European stocks are sliding sharply for the fourth day in a row, and the pound sterling is at a two-month low against the dollar, having now lost 3% in less than a week. U.S. stock futures are also feeling the chill, with the S&P500 contract indicated to open down 0.3% and Nasdaq futures indicated 0.4% lower.
Meanwhile government bond yields, a reliable barometer of market fear, are falling to record low levels as investors engage in a panicked hunt for risk-free assets. In Tuesday morning trading in Europe, the yield on the 10-year German government bond, or Bund, Europe’s answer to the benchmark Treasury bond, fell below zero for the first time ever.
Theoretically, that means that investors are willing to pay Berlin for the privilege of lending to it for 10 years. In practice, it just reflects that many investors are accepting the likelihood of small losses if that means they can insulate themselves from bigger ones in the aftermath of the June 23 vote.

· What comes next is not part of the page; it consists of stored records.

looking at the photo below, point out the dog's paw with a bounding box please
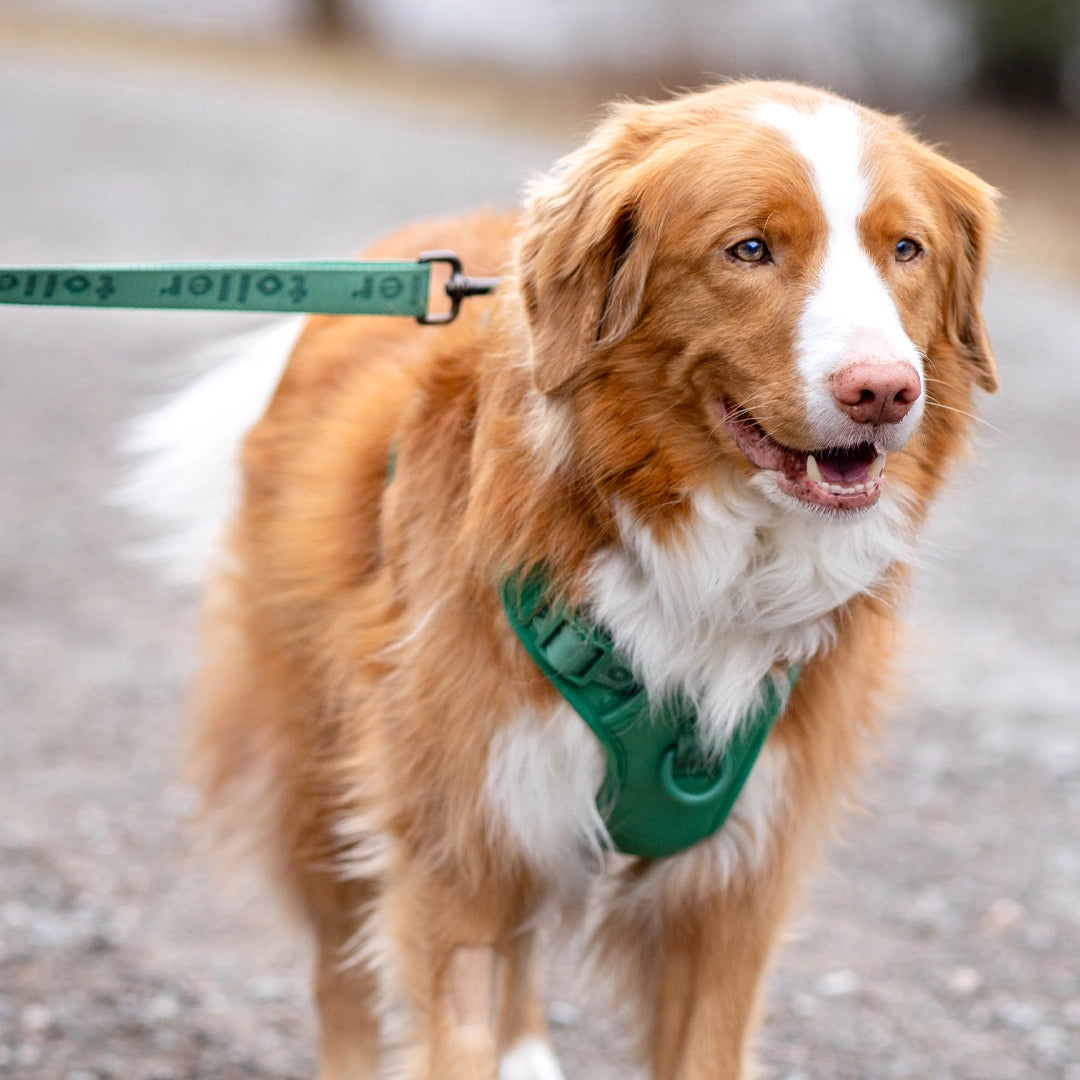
[498,1036,567,1080]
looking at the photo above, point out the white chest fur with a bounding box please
[586,481,913,748]
[485,478,912,882]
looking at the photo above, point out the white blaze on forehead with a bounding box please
[754,100,923,446]
[757,100,869,240]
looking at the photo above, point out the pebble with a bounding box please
[982,897,1025,936]
[816,970,859,998]
[546,1000,581,1028]
[145,991,181,1022]
[1051,847,1079,878]
[153,1029,180,1051]
[245,974,290,1003]
[20,1002,52,1033]
[1025,922,1056,951]
[0,900,32,929]
[947,966,983,996]
[1031,1024,1071,1065]
[998,999,1043,1031]
[16,1042,43,1067]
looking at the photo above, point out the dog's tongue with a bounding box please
[719,402,887,510]
[813,444,878,485]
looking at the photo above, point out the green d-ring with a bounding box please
[659,747,731,806]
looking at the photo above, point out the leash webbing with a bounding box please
[0,251,497,325]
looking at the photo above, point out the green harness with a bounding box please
[501,573,799,859]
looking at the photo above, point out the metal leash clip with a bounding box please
[417,250,501,325]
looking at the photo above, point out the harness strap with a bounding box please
[501,572,798,859]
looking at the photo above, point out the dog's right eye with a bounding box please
[728,237,770,263]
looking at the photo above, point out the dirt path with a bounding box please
[0,25,1077,1080]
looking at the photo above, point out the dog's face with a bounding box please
[517,82,998,518]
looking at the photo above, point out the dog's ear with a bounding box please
[517,117,658,395]
[936,158,1001,394]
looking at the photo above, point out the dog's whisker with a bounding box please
[926,398,1007,437]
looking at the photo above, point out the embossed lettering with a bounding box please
[288,275,307,304]
[257,274,282,296]
[352,274,374,301]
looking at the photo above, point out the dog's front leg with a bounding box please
[385,864,546,1080]
[434,943,501,1076]
[495,928,566,1080]
[301,876,383,1080]
[647,868,793,1080]
[602,848,795,1080]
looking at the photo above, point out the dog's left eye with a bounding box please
[894,237,923,262]
[728,237,770,263]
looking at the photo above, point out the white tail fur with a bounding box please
[116,317,304,588]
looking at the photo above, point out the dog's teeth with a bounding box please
[806,454,823,483]
[868,453,886,479]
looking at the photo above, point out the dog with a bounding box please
[129,80,999,1079]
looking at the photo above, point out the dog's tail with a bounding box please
[116,317,304,588]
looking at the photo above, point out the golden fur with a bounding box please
[187,82,998,1078]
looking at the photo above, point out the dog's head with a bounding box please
[516,81,998,517]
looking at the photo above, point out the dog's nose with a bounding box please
[831,361,921,425]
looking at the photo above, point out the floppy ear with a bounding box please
[938,159,1001,393]
[516,118,658,395]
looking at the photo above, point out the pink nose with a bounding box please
[831,361,921,425]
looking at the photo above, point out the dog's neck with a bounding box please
[584,482,915,750]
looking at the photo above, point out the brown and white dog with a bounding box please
[129,81,998,1079]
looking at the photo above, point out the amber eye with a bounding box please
[728,237,770,263]
[895,237,922,262]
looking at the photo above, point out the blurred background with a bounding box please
[0,2,1077,1079]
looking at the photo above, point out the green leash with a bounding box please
[0,250,497,324]
[501,572,799,860]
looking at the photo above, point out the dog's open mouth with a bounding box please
[719,402,886,511]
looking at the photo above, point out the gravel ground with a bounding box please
[0,26,1077,1080]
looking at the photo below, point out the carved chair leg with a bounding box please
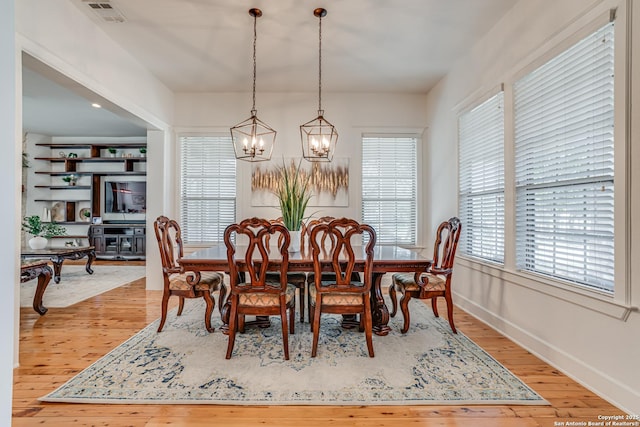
[177,296,185,316]
[157,292,170,332]
[307,285,313,325]
[280,303,290,360]
[218,282,227,315]
[363,299,374,357]
[238,314,245,334]
[225,299,238,359]
[311,300,322,357]
[298,284,306,323]
[444,293,457,334]
[388,282,398,317]
[289,302,295,335]
[308,301,315,332]
[431,297,439,318]
[203,292,215,333]
[398,292,412,334]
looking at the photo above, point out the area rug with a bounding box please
[41,296,547,405]
[20,265,145,308]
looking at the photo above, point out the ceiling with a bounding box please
[22,0,516,137]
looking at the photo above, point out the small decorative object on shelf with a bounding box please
[62,174,78,186]
[22,215,67,249]
[67,152,78,158]
[139,147,147,158]
[107,147,117,157]
[64,239,80,248]
[79,208,91,222]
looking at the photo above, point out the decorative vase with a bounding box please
[288,229,301,253]
[28,236,47,250]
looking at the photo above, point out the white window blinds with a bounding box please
[179,135,236,245]
[514,22,615,292]
[362,135,417,245]
[458,92,505,263]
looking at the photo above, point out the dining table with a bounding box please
[179,244,431,336]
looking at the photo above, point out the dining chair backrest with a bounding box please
[304,216,337,256]
[309,218,376,291]
[224,217,290,292]
[431,217,462,274]
[154,215,183,274]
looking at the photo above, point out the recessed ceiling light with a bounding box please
[91,103,102,108]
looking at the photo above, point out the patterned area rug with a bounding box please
[20,265,145,308]
[41,296,547,405]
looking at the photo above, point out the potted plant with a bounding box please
[62,174,77,186]
[22,215,67,249]
[276,159,312,252]
[107,147,117,157]
[139,147,147,157]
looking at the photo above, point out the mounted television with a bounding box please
[101,177,146,222]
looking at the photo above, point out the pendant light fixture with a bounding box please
[300,8,337,162]
[230,8,276,162]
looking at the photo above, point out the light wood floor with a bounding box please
[13,261,625,426]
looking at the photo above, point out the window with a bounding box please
[458,92,505,263]
[514,22,615,293]
[179,135,236,245]
[362,135,417,245]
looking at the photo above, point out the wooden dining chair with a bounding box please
[308,218,376,357]
[305,216,361,321]
[154,216,224,333]
[264,217,308,323]
[389,217,462,334]
[224,217,296,360]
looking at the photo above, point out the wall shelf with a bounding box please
[29,141,147,252]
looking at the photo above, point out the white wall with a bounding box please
[174,91,428,231]
[1,1,17,425]
[15,0,174,294]
[425,0,639,413]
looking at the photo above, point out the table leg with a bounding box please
[371,272,391,336]
[85,249,96,275]
[33,266,53,315]
[51,260,63,284]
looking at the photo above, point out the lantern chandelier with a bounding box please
[300,8,338,162]
[230,8,276,162]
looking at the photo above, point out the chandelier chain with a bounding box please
[318,13,322,113]
[252,12,257,113]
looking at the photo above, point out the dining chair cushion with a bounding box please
[168,271,223,291]
[309,282,366,305]
[238,283,297,307]
[391,273,446,292]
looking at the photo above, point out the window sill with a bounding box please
[456,256,637,321]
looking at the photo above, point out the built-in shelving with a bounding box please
[28,141,147,251]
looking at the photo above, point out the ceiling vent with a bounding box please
[82,0,126,23]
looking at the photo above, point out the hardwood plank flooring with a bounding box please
[13,260,625,426]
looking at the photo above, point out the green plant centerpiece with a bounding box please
[22,215,67,249]
[276,159,312,252]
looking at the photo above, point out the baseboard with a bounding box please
[454,292,640,414]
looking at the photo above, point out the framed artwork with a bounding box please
[251,158,349,207]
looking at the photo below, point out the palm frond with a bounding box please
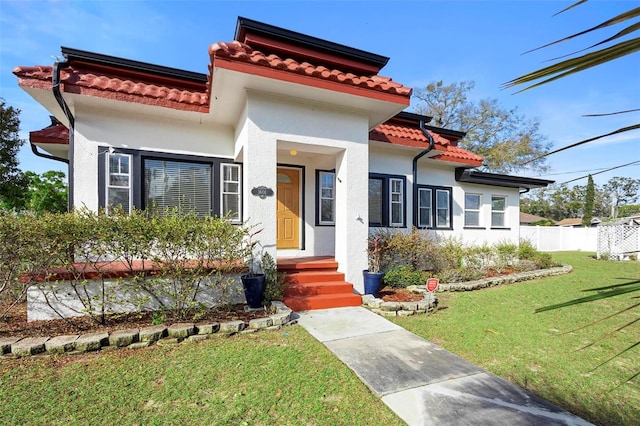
[546,21,640,61]
[525,6,640,54]
[553,0,588,17]
[521,123,640,166]
[559,301,640,335]
[583,108,640,117]
[504,38,640,92]
[577,316,640,350]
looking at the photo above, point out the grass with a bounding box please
[392,251,640,426]
[0,326,403,425]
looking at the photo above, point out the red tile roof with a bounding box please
[370,123,483,167]
[13,65,209,112]
[208,41,411,100]
[30,121,68,144]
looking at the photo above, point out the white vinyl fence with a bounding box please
[520,226,599,252]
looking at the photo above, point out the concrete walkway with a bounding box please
[296,307,591,426]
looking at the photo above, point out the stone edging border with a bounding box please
[410,264,573,293]
[361,294,438,317]
[0,302,294,359]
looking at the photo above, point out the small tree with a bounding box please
[0,99,28,209]
[582,175,595,226]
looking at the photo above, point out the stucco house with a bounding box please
[14,17,552,310]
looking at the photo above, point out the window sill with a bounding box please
[463,226,486,230]
[316,223,335,227]
[490,227,511,230]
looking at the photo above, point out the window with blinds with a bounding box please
[491,195,506,227]
[144,158,212,216]
[416,185,452,229]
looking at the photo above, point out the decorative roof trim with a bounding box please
[235,17,389,71]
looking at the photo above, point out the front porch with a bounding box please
[278,256,362,311]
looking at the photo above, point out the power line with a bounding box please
[557,160,640,185]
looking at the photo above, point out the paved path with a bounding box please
[296,307,592,426]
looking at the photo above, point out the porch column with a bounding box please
[241,117,277,262]
[334,144,369,293]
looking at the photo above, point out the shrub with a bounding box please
[433,236,465,272]
[384,228,438,271]
[262,252,288,304]
[383,265,426,288]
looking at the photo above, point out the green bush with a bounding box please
[262,252,288,304]
[0,208,252,323]
[384,228,438,271]
[383,265,426,288]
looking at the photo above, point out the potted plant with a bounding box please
[240,228,266,309]
[363,235,385,297]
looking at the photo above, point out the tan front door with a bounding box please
[276,167,300,249]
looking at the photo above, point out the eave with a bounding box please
[455,168,554,190]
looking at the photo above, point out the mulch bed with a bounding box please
[0,302,269,339]
[379,286,424,302]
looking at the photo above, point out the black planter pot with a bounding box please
[241,273,266,309]
[363,270,384,297]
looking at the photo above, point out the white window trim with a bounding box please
[436,189,450,228]
[221,163,242,223]
[491,195,507,228]
[464,193,482,227]
[390,178,404,227]
[318,171,335,225]
[417,187,432,228]
[106,152,132,214]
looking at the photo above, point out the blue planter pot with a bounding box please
[363,270,384,297]
[241,274,266,309]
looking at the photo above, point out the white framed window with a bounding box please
[221,164,241,222]
[416,186,451,229]
[390,178,404,227]
[318,171,335,225]
[417,187,432,228]
[106,153,132,214]
[144,158,212,216]
[436,189,450,228]
[368,174,406,227]
[464,193,481,227]
[491,195,506,227]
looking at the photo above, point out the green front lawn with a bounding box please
[0,327,403,425]
[394,251,640,426]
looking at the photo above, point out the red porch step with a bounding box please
[279,257,362,311]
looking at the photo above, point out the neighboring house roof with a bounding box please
[555,218,601,227]
[520,212,550,225]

Over the last 24 hours, four separate polls put the “Leave” campaign in the lead, including telephone polls that have generally shown a comfortable lead for the “Remain” camp. Rupert Murdoch’s mass-circulation daily The Sun also came out in favor of Brexit Monday. While it may not have the power to swing national votes the way it did before the Internet age, the paper has a knack of sensing which way the wind is blowing that will worry Prime Minister David Cameron and the rest of the Remain camp.
Over the last two months, everyone from IMF head Christine Lagarde and Bank of England Governor Mark Carney have warned that a vote to leave would hit financial markets, while President Barack Obama and others, supported by a stream of studies from think-tanks banks and universities, have warned about the long-term damage to the U.K.’s economy.
More worryingly, markets are now starting to price in the impact of a Leave vote on the rest of the European Union.
“A Leave vote could still have a very large impact,” the Institute for International Finance’s managing director Hung Tran said in a note Monday. He argued that it would lead to a long period of uncertainty in which “Europe would be increasingly inward-looking, consumed with divisive debates about its future against the backdrop of an anti-immigration and anti-free trade backlash.”
Such developments, Tran said, would likely push the E.U. into a vicious circle.
” The risk is quite high that the quality of policymaking would be poor, keeping the current sluggish growth trend in place for some time, thus alienating even more citizens.”